Jump, a green-eyed blonde who stands all of 5-foot-4, last September captured the title of Miss Teenage Kansas in Wichita.
Since then, the 17-year old Basehor-Linwood High School senior has been on the go, earning good grades in school, participating as a cheerleader, running track and making speaking presentations all while preparing for the national pageant.
That's 17 days worth of pageant, including morning-until-evening rehearsals, nightly pageant dinners, a preliminary competition on Aug. 21, and the top 10 countdown on Aug. 26.
The pageant will be aired on CBS from Shreveport, La., at 8 p.m. Aug. 26.
Here's how it works.
The 51 contestants will compete on Aug. 21 in three categories: swimsuit, evening gown and interview.
Judges will keep score and at the end of the preliminary, the 10 top-scoring girls will be announced.

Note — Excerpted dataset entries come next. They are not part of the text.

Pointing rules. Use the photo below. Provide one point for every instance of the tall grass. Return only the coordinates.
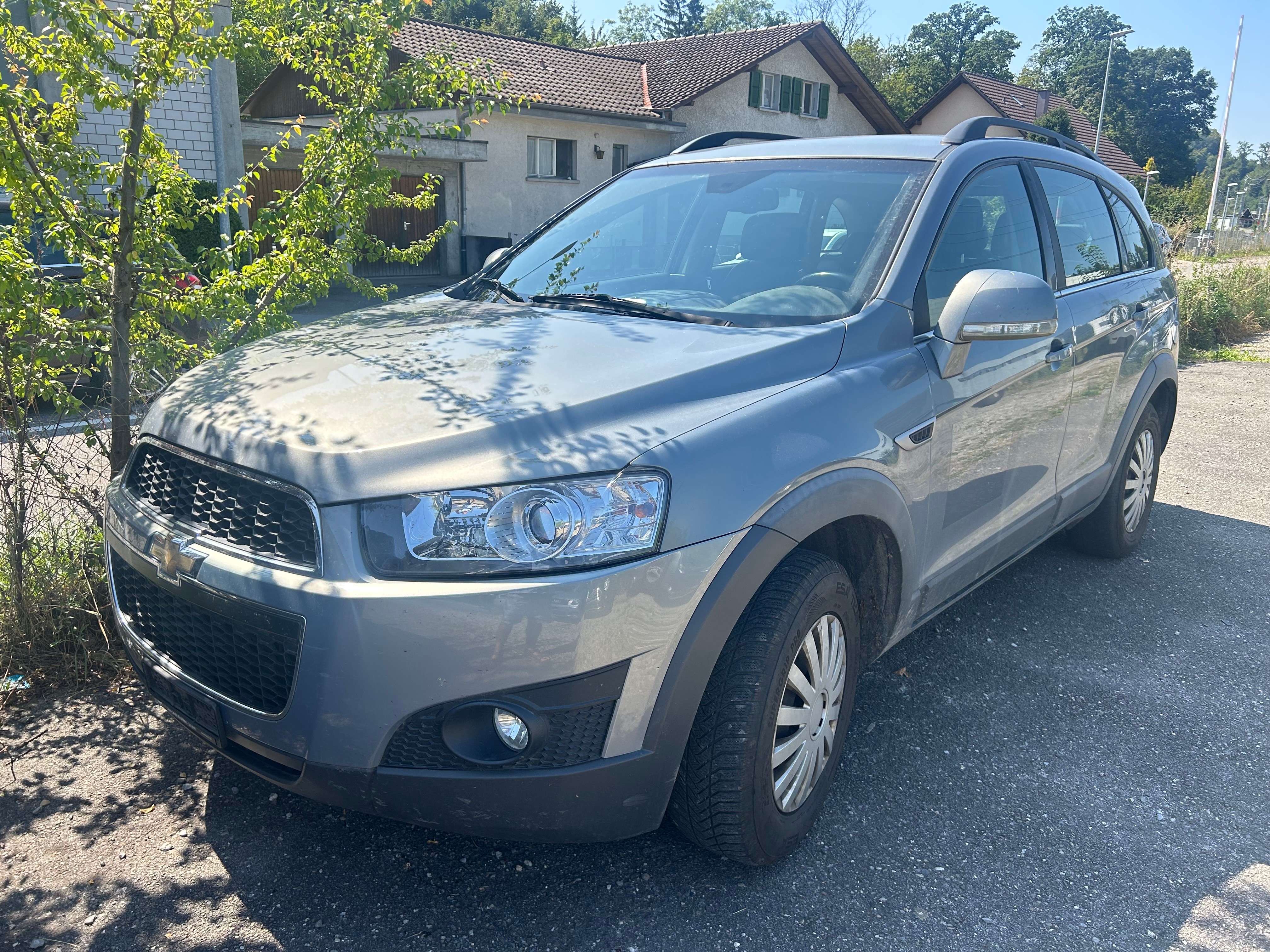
(54, 620)
(1222, 306)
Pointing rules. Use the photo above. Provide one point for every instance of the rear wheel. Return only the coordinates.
(1116, 529)
(769, 734)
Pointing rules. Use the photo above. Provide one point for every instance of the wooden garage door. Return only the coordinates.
(398, 228)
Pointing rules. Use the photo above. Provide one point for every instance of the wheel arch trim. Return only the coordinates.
(821, 502)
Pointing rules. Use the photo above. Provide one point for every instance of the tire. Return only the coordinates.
(726, 798)
(1116, 529)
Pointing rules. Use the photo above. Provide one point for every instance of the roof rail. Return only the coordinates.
(718, 139)
(978, 126)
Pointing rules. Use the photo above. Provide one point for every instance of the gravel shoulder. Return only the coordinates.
(1074, 758)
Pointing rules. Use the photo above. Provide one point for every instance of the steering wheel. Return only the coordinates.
(830, 281)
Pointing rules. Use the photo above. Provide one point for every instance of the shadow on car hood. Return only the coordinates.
(431, 393)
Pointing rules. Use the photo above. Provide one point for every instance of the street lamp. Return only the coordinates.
(1112, 40)
(1226, 202)
(1147, 187)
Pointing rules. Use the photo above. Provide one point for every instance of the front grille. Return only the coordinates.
(234, 509)
(575, 737)
(249, 662)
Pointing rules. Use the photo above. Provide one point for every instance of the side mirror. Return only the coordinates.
(495, 256)
(993, 305)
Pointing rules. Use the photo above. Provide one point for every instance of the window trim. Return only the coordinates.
(556, 161)
(775, 88)
(811, 97)
(538, 158)
(921, 300)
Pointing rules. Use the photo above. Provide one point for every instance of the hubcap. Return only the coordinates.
(808, 718)
(1138, 480)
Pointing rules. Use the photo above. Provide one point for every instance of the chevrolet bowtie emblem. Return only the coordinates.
(173, 557)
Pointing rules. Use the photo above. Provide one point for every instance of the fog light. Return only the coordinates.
(511, 729)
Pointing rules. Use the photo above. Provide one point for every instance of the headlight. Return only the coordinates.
(549, 526)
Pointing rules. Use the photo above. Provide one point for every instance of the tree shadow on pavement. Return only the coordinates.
(1061, 758)
(1074, 753)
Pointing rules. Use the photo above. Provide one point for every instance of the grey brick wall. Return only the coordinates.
(183, 118)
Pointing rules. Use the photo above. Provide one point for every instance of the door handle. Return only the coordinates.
(1057, 357)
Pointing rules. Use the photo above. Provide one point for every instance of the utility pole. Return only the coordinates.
(1103, 106)
(1226, 118)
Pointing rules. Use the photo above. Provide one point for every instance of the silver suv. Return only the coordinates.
(608, 531)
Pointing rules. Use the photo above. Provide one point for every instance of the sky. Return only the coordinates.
(1207, 28)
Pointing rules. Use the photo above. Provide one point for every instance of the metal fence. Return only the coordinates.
(1202, 244)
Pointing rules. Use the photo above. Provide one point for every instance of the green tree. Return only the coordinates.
(962, 38)
(938, 49)
(252, 61)
(637, 23)
(1158, 102)
(1075, 38)
(729, 16)
(112, 210)
(846, 20)
(546, 21)
(884, 64)
(681, 18)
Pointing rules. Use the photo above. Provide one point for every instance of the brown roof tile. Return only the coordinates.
(679, 70)
(556, 75)
(1029, 105)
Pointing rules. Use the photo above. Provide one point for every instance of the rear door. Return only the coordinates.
(1000, 422)
(1109, 285)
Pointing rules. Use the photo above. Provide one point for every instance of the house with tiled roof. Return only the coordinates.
(591, 115)
(970, 94)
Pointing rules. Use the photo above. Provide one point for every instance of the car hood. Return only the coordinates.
(428, 393)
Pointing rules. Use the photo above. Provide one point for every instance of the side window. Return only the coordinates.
(993, 225)
(1086, 236)
(1135, 254)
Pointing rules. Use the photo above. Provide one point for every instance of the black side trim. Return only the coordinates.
(977, 128)
(718, 139)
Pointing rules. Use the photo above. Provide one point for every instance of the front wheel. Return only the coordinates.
(769, 734)
(1116, 529)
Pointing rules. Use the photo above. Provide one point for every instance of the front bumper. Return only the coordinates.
(374, 653)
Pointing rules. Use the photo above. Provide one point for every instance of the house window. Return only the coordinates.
(549, 158)
(811, 98)
(771, 92)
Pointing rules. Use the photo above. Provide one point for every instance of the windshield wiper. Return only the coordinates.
(628, 306)
(506, 291)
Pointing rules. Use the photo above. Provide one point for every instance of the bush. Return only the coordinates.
(1221, 306)
(55, 625)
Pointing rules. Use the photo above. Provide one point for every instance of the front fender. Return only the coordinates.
(820, 502)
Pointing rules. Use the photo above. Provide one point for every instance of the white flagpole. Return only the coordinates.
(1226, 118)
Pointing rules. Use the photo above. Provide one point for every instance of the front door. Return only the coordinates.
(1000, 422)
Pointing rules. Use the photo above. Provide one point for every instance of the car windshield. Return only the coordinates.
(753, 243)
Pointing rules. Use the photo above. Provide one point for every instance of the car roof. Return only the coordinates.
(821, 148)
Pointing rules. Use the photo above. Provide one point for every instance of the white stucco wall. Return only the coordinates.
(963, 103)
(727, 107)
(503, 201)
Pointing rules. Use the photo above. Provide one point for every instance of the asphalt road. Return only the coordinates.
(1074, 758)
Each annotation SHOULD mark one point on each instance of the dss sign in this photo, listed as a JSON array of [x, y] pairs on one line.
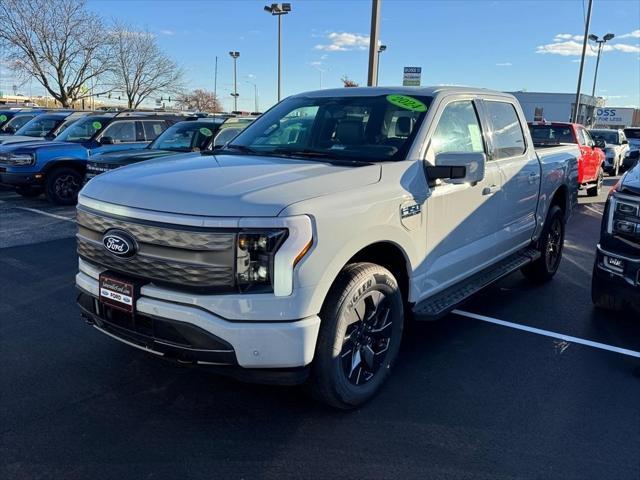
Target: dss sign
[[614, 116]]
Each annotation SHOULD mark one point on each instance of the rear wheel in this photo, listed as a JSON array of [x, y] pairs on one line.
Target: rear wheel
[[362, 322], [62, 186], [29, 192], [551, 244], [595, 190]]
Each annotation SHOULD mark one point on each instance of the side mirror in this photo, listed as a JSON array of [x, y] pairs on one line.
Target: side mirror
[[459, 167]]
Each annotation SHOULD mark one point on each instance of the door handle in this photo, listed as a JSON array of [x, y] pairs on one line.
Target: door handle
[[490, 190]]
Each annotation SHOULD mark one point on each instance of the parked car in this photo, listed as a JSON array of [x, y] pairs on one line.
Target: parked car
[[633, 154], [57, 168], [615, 145], [591, 163], [293, 255], [616, 273], [45, 126], [193, 135], [15, 120]]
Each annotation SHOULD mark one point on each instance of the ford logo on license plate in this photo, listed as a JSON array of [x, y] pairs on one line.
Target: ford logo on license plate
[[119, 243]]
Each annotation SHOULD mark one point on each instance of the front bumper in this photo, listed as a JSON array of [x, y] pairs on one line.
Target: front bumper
[[20, 179], [247, 344], [622, 281]]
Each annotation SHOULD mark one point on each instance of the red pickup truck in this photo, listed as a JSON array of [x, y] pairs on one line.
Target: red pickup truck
[[591, 162]]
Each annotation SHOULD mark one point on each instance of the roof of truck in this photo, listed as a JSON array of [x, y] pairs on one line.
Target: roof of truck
[[422, 91]]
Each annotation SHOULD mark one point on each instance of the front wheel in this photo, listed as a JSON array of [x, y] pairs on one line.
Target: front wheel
[[361, 327], [550, 245], [595, 190], [62, 186]]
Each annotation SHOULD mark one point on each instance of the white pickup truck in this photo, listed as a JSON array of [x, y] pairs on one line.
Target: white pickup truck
[[296, 253]]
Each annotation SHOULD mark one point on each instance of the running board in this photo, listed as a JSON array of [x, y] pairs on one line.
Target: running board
[[443, 302]]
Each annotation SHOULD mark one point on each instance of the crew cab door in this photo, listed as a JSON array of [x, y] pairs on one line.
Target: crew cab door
[[462, 219], [520, 173]]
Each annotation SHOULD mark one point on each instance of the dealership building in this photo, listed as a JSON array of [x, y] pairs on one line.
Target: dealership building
[[559, 107]]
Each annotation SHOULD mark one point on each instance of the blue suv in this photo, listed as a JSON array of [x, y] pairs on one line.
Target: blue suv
[[57, 168]]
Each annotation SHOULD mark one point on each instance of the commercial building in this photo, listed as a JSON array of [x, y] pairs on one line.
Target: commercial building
[[557, 107]]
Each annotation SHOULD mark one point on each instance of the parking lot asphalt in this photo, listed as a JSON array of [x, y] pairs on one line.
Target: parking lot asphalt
[[468, 399]]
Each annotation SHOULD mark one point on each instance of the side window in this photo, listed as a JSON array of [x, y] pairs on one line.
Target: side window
[[508, 139], [226, 135], [153, 128], [121, 132], [458, 130]]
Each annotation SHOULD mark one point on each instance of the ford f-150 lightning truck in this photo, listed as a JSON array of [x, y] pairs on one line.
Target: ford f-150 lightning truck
[[298, 251]]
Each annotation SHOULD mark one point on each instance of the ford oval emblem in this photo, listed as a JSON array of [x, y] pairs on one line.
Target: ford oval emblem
[[119, 243]]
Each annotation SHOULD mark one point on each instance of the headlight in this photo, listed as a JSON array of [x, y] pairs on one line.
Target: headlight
[[255, 252], [19, 159]]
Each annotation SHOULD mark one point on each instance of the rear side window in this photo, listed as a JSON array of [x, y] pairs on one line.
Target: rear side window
[[121, 132], [508, 139], [458, 130], [153, 128]]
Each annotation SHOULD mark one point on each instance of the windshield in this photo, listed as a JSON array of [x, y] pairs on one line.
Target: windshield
[[40, 126], [632, 133], [551, 134], [186, 137], [367, 128], [5, 117], [83, 130], [15, 123], [609, 136]]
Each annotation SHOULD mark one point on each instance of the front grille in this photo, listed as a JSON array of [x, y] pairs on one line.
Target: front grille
[[166, 254]]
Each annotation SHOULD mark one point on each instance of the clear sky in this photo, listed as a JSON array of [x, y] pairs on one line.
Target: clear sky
[[504, 45]]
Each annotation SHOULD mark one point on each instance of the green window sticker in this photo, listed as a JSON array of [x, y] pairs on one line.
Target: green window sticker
[[406, 102]]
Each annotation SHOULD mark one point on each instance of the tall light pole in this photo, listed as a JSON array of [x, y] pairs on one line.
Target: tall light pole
[[381, 49], [235, 56], [372, 77], [587, 23], [600, 42], [279, 9], [255, 95]]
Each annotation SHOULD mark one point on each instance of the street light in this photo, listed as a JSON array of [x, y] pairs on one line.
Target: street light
[[600, 42], [279, 9], [235, 56], [381, 49]]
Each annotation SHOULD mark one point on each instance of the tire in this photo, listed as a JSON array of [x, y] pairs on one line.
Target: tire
[[550, 245], [28, 192], [597, 188], [601, 296], [361, 327], [62, 186]]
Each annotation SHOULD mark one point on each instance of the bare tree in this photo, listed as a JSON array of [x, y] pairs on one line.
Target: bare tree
[[140, 67], [60, 44], [200, 100], [347, 82]]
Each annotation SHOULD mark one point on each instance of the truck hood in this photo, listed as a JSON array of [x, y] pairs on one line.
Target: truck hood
[[631, 181], [5, 140], [124, 157], [226, 185]]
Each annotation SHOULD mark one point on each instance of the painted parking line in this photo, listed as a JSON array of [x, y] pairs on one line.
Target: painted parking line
[[53, 215], [547, 333]]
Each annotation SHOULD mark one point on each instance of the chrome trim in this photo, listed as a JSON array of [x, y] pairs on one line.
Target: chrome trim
[[611, 254]]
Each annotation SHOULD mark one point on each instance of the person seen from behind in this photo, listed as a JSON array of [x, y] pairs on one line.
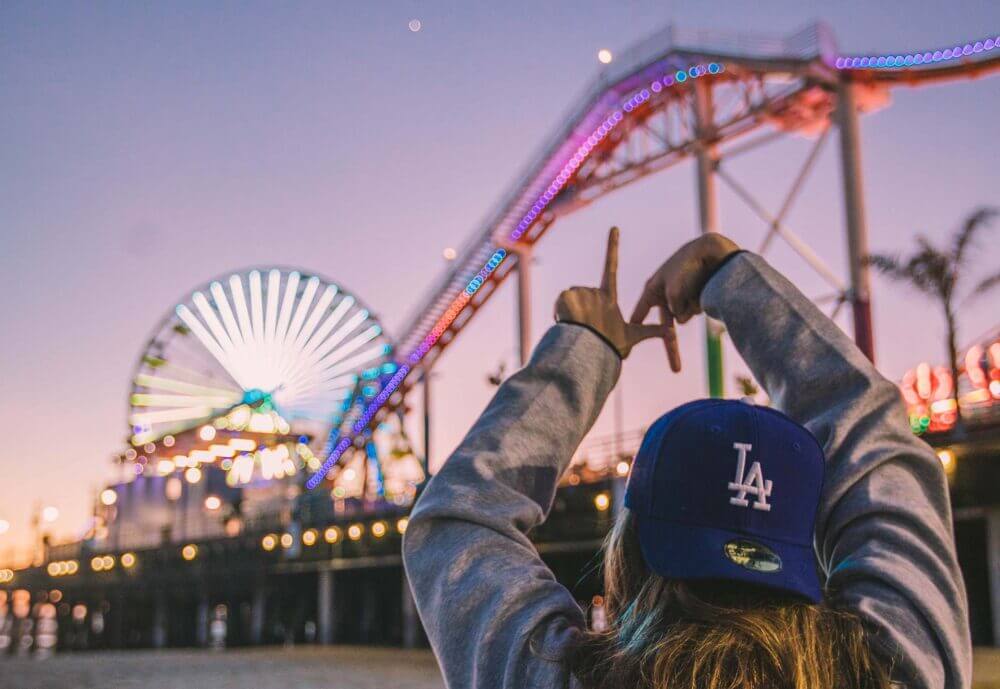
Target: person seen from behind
[[806, 548]]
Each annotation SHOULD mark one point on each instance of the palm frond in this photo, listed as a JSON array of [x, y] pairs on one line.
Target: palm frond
[[986, 285], [965, 237], [884, 263]]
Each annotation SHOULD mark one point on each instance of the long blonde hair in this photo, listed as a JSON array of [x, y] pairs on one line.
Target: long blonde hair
[[669, 634]]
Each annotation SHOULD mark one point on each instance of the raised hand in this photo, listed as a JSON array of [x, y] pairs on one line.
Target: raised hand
[[675, 288], [597, 308]]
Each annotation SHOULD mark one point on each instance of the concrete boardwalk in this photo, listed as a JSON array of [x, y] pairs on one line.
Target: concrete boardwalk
[[343, 667]]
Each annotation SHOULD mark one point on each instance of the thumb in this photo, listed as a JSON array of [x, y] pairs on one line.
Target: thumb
[[637, 332]]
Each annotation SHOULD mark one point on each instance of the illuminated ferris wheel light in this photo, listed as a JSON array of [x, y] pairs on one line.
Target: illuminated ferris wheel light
[[288, 346]]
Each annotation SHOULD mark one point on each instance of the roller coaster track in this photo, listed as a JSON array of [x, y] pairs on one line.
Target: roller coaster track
[[637, 117]]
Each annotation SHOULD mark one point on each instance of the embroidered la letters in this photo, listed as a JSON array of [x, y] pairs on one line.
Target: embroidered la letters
[[751, 483]]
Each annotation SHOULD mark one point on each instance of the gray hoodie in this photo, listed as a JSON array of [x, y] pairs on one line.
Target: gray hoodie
[[883, 532]]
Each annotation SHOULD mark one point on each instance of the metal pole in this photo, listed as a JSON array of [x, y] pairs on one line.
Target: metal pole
[[426, 380], [524, 304], [707, 159], [857, 228], [411, 620], [324, 605]]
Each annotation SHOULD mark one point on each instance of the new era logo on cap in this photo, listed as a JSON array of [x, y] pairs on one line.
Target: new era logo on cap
[[722, 489]]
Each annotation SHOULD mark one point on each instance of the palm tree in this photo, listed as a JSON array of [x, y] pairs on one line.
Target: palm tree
[[938, 272]]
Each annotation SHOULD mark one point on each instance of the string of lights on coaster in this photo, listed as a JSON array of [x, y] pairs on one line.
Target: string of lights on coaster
[[283, 345], [338, 445], [891, 61]]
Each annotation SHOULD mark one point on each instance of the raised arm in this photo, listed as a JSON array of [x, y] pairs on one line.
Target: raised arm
[[884, 530], [495, 615]]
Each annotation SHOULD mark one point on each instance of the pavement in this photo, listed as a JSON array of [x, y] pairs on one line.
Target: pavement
[[337, 667]]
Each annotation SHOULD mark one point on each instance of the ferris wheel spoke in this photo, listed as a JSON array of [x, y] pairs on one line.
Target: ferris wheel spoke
[[310, 326], [291, 290], [320, 336], [307, 356], [208, 315], [240, 302], [308, 294], [271, 309], [312, 367], [152, 382], [210, 344], [153, 400], [356, 361], [154, 417], [327, 386], [269, 335], [355, 343], [256, 307]]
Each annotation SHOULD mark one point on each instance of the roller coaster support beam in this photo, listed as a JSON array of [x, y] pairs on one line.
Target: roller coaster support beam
[[708, 216], [857, 229], [524, 303], [425, 380]]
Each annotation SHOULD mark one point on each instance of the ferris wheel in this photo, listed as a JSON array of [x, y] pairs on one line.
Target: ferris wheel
[[290, 345]]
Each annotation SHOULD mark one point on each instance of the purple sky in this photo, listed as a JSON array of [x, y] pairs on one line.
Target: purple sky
[[148, 148]]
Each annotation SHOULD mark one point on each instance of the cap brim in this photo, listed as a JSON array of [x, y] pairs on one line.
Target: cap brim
[[678, 551]]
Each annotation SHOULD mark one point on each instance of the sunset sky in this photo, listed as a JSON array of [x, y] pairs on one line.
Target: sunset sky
[[147, 148]]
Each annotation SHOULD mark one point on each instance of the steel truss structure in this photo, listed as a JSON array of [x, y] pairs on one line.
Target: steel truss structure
[[677, 95]]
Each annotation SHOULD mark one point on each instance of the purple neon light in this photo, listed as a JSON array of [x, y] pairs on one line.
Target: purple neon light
[[915, 59], [362, 422], [500, 254]]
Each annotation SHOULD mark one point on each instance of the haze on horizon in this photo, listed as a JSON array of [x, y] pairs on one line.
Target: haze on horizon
[[148, 148]]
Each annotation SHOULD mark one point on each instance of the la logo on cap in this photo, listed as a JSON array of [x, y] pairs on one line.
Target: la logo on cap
[[751, 483]]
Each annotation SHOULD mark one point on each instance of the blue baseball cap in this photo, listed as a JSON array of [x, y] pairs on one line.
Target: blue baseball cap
[[728, 490]]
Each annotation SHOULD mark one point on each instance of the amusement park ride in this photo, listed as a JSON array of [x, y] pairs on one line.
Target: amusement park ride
[[278, 374], [267, 385]]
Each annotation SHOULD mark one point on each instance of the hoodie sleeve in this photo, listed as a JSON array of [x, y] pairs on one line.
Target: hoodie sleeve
[[884, 528], [495, 615]]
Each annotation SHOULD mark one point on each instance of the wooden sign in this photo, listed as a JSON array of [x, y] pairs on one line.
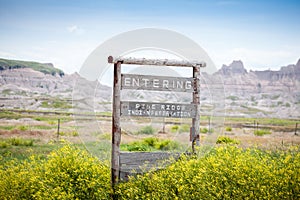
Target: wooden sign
[[158, 83], [148, 109]]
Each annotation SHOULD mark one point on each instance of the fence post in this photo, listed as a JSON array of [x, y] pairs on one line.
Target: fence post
[[58, 126], [196, 101], [116, 128]]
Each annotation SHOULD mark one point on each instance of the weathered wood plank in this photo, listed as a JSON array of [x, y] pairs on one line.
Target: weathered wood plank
[[157, 83], [116, 127], [158, 62], [151, 109], [196, 101]]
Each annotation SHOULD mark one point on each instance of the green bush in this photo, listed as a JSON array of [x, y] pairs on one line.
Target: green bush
[[228, 128], [21, 142], [181, 129], [4, 144], [227, 172], [203, 130], [22, 128], [148, 130], [67, 173], [150, 144], [262, 132], [174, 128], [227, 140]]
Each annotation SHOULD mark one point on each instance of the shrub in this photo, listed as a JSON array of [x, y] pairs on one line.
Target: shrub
[[21, 142], [67, 173], [262, 132], [150, 144], [22, 128], [181, 129], [227, 172], [3, 144], [228, 128], [203, 130], [227, 140], [174, 128], [148, 130]]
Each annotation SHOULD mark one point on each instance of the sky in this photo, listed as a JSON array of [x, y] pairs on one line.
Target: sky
[[263, 34]]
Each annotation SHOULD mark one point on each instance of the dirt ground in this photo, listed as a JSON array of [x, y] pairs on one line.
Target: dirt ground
[[86, 131]]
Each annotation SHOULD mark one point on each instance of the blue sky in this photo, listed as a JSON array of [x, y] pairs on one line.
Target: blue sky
[[263, 34]]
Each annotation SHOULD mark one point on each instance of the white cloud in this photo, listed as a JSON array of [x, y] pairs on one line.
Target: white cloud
[[75, 29], [257, 59], [8, 55]]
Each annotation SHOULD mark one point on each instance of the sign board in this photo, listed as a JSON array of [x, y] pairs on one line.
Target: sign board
[[148, 109], [159, 83]]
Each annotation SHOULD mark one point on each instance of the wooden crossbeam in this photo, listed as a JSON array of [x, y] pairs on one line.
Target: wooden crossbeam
[[158, 62]]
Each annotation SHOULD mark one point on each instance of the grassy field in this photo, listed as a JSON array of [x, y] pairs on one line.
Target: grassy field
[[244, 161]]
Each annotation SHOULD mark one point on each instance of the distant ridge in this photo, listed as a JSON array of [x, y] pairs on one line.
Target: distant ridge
[[46, 68]]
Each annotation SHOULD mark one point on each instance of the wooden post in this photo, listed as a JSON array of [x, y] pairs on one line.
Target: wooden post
[[196, 101], [209, 124], [58, 126], [116, 128]]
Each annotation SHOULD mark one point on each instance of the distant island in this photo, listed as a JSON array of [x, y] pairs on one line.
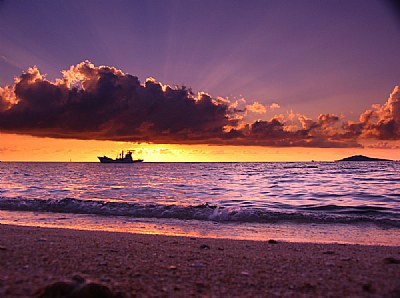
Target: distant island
[[362, 158]]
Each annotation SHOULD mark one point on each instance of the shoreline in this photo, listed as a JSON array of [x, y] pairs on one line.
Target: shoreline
[[140, 265], [282, 231]]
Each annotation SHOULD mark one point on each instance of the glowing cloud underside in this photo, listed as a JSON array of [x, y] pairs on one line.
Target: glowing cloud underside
[[103, 103]]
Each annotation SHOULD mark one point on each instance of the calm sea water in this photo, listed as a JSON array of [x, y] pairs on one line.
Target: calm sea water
[[226, 194]]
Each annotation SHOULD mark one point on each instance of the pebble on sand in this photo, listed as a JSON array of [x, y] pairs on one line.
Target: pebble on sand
[[77, 288]]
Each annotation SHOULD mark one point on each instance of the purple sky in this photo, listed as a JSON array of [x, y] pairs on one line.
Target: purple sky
[[310, 56]]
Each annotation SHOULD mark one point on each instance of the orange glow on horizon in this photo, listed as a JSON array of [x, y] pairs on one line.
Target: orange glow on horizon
[[27, 148]]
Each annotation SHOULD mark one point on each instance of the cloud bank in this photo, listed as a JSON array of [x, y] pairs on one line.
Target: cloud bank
[[103, 103]]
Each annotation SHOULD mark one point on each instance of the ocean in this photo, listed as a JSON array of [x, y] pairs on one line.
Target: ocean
[[345, 202]]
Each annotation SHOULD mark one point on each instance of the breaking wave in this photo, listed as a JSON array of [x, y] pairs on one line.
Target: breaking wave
[[206, 212]]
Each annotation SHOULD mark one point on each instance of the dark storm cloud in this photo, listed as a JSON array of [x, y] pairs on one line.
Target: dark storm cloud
[[103, 103]]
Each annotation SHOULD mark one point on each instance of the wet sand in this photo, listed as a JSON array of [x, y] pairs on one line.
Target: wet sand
[[166, 266]]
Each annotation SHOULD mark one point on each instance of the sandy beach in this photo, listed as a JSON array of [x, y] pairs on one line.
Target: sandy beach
[[137, 265]]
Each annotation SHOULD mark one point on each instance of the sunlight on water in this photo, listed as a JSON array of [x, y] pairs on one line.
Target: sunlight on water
[[313, 193]]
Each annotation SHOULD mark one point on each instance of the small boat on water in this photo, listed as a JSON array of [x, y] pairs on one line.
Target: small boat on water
[[120, 159]]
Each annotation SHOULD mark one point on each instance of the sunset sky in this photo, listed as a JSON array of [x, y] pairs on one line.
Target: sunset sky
[[199, 80]]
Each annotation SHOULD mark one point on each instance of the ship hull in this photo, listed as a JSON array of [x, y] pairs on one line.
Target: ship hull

That's when the waiting begins.
"They won't tell us until the 26th," Jump said. "We have to wait five days to find out who wins."
And then, the top 10 begin the competitions again.
"They erase all the scores you got at the preliminaries," Jump said. "And then you do all three categories swimsuit, evening gown and interviews again."
But this time there's a new set of judges judges who are celebrities.
"From there, they'll pick the top five, based on points, and then the top three," Jump said.
During the final round of competition, the top three will be asked to answer the same question. They will not hear the others' responses.
The judges may not all agree on a winner.
"It's very rare to find a unanimous vote they all have their own idea of who to pick to win," Jump said, explaining that the winner is selected according to the number of points from all the judges.
No matter what happens at nationals, Jump is looking forward to this year's Miss Teenage Kansas pageant Sept. 7-9 in Maize.
It's been a good year, she said, and noted that her favorite part was getting to speak to groups. Particularly meaningful, she said, was the opportunity to speak at a DARE graduation ceremony.
"I've always believed in teaching kids that it's not right to do drugs and alcohol," Jump said. "And, they also should learn that violence is bad. If you're mad about something, don't be violent."
One might wonder if Jump's comments, as she spoke as Miss Teenage Kansas, would have a deeper impact on the sixth-grade DARE graduates than if an adult had lectured them.
Jump paused momentarily, smiled and said quietly, "I hope so."
Jump and her mother, Liz Jump, left Tuesday for Shreve-port. Her mother will stay with her at the hotel during her time there.
Jump's father, Raymond Jump, and both of her sets of grandparents who live in Colorado will fly to Shreveport to attend the pageant.